Last year, I wrote about picking my son up from the nursery after our church’s Ash Wednesday service. I was ripe with pregnancy. And not in the good way. I was ripe in the “my due date is in two days” way. I wobbled, waddled and winced (in that order) while I made my way down the aisle to get the markings of the cross on my head.

My husband had a work thing that night. So I had packed August into the stroller and he and I had walked the five dark blocks to our church in San Francisco. I stood in the balcony, watching files of people moving toward the ashes. I knew that most of them were entering into a 40 day regeneration, a time of preparation for the celebration of Easter. And I knew that I was entering into a new life, a life of mothering two people. I was going to learn the secret of how one woman can hold two children and love them both with the same fierce burning. And I wasn’t giving anything up for Lent–thankyouverymuch–except for my sleep.

After my pastor marked my head, spoke my name: “Micha, remember that you are dust and to dust you will return,” I walked down stairs to the child care room. My son was there playing with friends. He ran across the room to me, his smile slowly shifting into a look of concern. “Mommy, what’s on your head?” he said.

I told him. I told him about the ashes, that they remind me how I need Jesus, how Jesus loves me. Then we were in the stroller in the cool air, walking past alleys and the porch where the homeless guy with the grocery cart always stayed. I held my pepper spray close by while we moved our way home. Then through the heavy wrought iron door, then into the lobby and up the stairs and finally to our apartment. August sat on the bench beside our door and I knelt my front-heavy body onto the floor to reach his feet. Our eyes looked at each other. August reached up to my forehead and ran his thumb along my black mark. He made the same mark on me that I’ve made on his forehead hundreds of times before at his bedtime. The secret physical blessing I touch him with, down and across: the cross. He looked at my face again, his thumb dingy with ash. He said, “You’re beautiful, Mama.”

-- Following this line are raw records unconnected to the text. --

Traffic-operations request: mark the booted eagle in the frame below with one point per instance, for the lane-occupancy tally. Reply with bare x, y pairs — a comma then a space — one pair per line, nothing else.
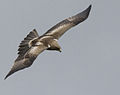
34, 44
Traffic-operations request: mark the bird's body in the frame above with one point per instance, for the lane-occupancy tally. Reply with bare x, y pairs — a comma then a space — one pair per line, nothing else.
34, 44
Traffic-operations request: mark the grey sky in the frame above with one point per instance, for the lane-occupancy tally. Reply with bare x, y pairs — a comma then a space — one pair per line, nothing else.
90, 59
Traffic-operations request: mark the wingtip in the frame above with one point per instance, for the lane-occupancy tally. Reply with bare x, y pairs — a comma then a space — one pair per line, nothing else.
7, 75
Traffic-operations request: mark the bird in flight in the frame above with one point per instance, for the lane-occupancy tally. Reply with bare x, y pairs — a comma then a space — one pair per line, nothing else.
33, 44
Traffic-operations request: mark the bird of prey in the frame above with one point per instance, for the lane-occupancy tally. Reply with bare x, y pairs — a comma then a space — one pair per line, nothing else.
33, 44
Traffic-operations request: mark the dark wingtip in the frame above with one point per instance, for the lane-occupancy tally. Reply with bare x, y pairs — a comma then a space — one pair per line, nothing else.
35, 30
84, 14
81, 16
8, 75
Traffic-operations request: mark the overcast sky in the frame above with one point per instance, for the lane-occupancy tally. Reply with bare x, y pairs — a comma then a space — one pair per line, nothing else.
90, 60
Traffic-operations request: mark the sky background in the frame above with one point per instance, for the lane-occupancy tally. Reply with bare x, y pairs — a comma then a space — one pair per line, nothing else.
90, 60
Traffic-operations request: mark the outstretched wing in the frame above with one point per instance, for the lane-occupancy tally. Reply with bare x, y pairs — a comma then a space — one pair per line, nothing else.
24, 45
26, 54
59, 29
27, 59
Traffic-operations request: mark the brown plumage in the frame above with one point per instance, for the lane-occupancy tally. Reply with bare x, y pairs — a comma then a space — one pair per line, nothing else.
33, 45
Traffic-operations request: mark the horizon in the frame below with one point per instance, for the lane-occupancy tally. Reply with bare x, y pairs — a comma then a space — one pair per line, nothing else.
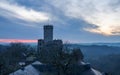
98, 23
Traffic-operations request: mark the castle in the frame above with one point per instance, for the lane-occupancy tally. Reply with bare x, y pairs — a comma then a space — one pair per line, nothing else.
48, 39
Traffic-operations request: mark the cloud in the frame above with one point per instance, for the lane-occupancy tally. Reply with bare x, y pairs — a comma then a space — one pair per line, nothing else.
103, 14
11, 10
17, 40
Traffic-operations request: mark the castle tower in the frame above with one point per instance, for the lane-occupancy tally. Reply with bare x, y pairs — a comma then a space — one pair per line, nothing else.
48, 33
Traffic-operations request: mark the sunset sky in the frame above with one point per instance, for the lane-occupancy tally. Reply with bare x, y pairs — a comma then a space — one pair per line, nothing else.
76, 21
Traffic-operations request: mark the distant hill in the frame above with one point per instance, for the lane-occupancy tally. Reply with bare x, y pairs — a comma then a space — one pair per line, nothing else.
96, 50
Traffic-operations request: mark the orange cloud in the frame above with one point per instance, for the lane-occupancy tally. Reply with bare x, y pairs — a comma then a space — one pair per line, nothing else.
17, 40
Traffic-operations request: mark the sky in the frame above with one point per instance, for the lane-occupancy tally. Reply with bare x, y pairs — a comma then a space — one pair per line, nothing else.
74, 21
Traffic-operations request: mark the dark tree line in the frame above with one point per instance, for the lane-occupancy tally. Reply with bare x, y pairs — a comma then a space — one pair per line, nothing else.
11, 55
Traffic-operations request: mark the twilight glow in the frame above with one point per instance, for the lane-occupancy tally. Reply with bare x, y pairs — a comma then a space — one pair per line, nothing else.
17, 41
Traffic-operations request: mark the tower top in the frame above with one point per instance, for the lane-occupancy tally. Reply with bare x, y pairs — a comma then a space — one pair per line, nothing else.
48, 33
48, 26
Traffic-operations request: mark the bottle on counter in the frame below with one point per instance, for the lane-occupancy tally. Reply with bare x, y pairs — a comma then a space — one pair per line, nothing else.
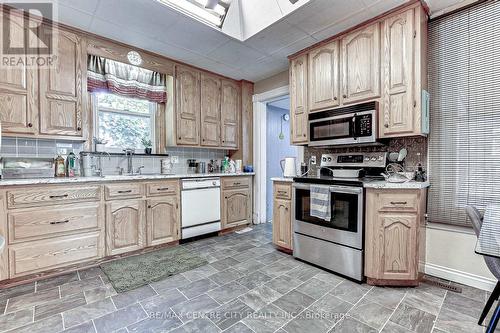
60, 169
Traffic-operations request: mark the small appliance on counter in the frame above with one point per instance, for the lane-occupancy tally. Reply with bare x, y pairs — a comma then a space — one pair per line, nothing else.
27, 167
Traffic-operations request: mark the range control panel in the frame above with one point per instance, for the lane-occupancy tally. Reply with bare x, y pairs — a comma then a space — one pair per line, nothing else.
372, 160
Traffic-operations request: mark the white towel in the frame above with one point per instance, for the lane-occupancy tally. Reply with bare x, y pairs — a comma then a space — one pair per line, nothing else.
321, 202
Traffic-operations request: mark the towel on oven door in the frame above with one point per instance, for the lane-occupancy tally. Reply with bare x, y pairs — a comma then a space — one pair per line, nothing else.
321, 202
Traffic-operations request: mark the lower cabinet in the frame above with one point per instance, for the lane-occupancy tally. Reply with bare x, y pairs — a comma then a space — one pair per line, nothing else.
163, 220
395, 236
125, 226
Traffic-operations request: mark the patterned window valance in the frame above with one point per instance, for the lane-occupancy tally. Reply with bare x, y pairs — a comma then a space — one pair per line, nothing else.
126, 80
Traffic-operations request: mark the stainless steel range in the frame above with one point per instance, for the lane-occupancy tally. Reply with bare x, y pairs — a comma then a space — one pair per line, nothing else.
336, 244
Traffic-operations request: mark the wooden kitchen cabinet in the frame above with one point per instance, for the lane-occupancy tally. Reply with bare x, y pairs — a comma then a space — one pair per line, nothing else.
298, 100
395, 236
323, 80
187, 84
360, 59
163, 220
125, 226
210, 110
230, 114
282, 216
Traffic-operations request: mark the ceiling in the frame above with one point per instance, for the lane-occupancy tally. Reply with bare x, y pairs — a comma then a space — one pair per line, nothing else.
254, 43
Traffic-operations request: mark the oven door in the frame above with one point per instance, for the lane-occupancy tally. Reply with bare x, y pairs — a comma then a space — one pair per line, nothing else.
346, 224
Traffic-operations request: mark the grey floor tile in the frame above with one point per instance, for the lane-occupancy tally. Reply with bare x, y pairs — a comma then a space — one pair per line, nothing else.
53, 307
176, 281
454, 322
198, 325
120, 318
351, 325
284, 284
47, 325
259, 297
413, 319
194, 308
196, 288
129, 297
227, 292
293, 302
56, 281
267, 320
87, 327
229, 314
16, 319
33, 299
388, 297
88, 312
371, 313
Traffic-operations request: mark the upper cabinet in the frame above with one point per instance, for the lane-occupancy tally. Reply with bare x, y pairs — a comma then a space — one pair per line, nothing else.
361, 65
61, 88
230, 113
187, 105
324, 77
298, 100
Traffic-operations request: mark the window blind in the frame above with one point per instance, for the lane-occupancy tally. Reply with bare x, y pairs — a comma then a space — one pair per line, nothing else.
464, 83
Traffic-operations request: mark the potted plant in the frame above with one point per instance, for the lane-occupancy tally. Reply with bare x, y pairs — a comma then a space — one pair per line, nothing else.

Yesterday, my pastor, Cliff Warner, spoke from Mark 9, the story of Jesus’ Transfiguration, a word from the Greek that actually means “metamorphosis.” Jesus became Glory, right before the eyes of his disciples. Do you know what happened at the end of Mark 8, six days before Jesus allowed his disciples to experience that full display of his Godness? He foretold his death and resurrection. He pulled the crowd in close to him so they could hear his words: “If any one would come after me, let him deny himself and take up his cross and follow me. For whoever would save his life will lose it, but whoever loses his life for my sake and the gospel’s will save it” (verse 35).

As we enter into Lent this week, hear the words of my pastor. “The call to take up our cross must be accompanied by the splendor and the majesty of Jesus,” he said yesterday. That’s why these two passages are together. If we go into Lent demanding sacrifice of ourselves but lacking any vision of Christ’s beauty, we miss the miracle. We are just black ashes on an oily forehead. The power of Lent is in the grace poured out. We offer the Lord these forty days because we believe God loves us. We believe that when we let go of control, we will see more clearly the movement and the beauty of Jesus.

“Lent sacrifice must be accompanied by majesty,” Cliff said.

And last year I stood in the dimly lit hallway at 8 pm with my then two-year-old, who saw the mark of death on my face and called me beautiful. And that is what Lent is, my friend. It is the sacrifice, the cross in our skin. But it is always greater than what we offer. What we offer becomes magnified in the light of the God who reflects the sun in our presence, who is making the sad become untrue, who is taking our broken souls and rebuilding them into the people we were always meant to be.

Sacrifice and Majesty are sisters in the story of Jesus: Brokenness and Grace. Ashes and Beauty. The very pregnant and the newly born.